Trends in keratinocyte skin cancer incidence, mortality and burden of disease in 33 countries between 1990 and 2017.
Yang DD., Borsky K., Jani C., Crowley C., Rodrigues JN., Matin RN., Marshall DC., Salciccioli JD., Shalhoub J., Goodall R.
BACKGROUND: Keratinocyte cancers (KCs) are the most common type of cancer in the White population worldwide, with associated high healthcare costs. Understanding the epidemiological trends for KCs, namely basal cell carcinomas (BCCs) and cutaneous squamous cell carcinomas (SCCs), is required to assess burden of disease, project future trends and identify strategies for addressing this pressing global health issue. OBJECTIVES: To report trends in BCC and SCC incidence, and SCC mortality and disability-adjusted life-years (DALYs). METHODS: An observational study of the Global Burden of Disease (GBD) database between 1990 and 2017 was performed. European Union countries and other selected high-income countries, including the UK and the USA, classified as having high-quality mortality data, were included. Annual age-standardized incidence rates (ASIRs), age-standardized death rates (ASDRs) and DALYs for each country were obtained from the GBD database.

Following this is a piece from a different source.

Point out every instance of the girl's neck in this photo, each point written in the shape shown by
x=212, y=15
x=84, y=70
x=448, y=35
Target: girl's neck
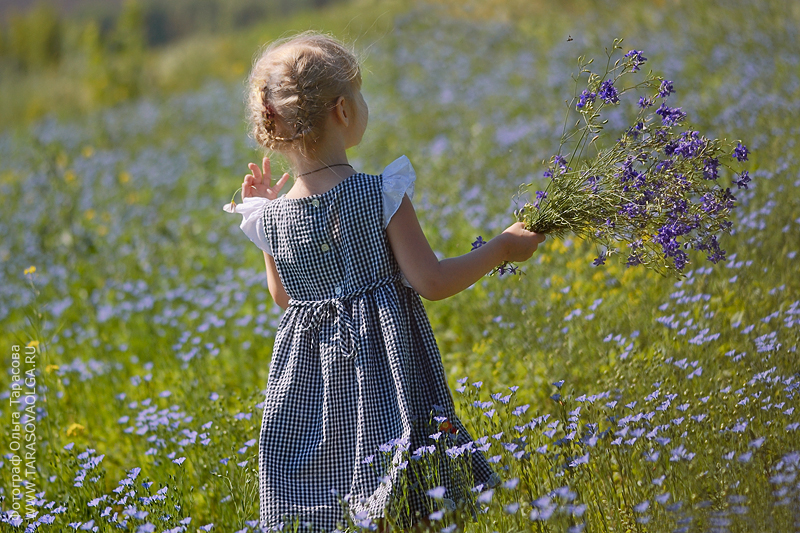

Trends were described using joinpoint regression analysis. RESULTS: Overall, 33 countries were included. For both BCC and SCC in 2015-2017, the highest ASIRs were observed in the USA and Australia. Males had higher ASIRs than females at the end of the observation period in all countries for SCC, and in all countries but two for BCC. In contrast, the highest ASDRs for SCC were observed in Australia and Latvia for males, and in Romania and Croatia for females. The highest DALYs for SCC for both sexes were seen in Australia and Romania. Over the observation period, there were more countries demonstrating decreasing trends in mortality than in incidence, and disparities were observed between which countries had comparatively high mortality rates and which had high incidence rates. Overall reductions in SCC DALYs were observed in 24 of 33 countries for males, and 25 countries for females. CONCLUSIONS: Over the past 27 years, although trends in SCC incidence have risen in most countries, there is evidence that mortality rates have been decreasing. Burden of disease as assessed using DALYs has decreased in the majority of countries. Future work will explore potential explanatory factors for the observed disparity in trends in SCC incidence and mortality.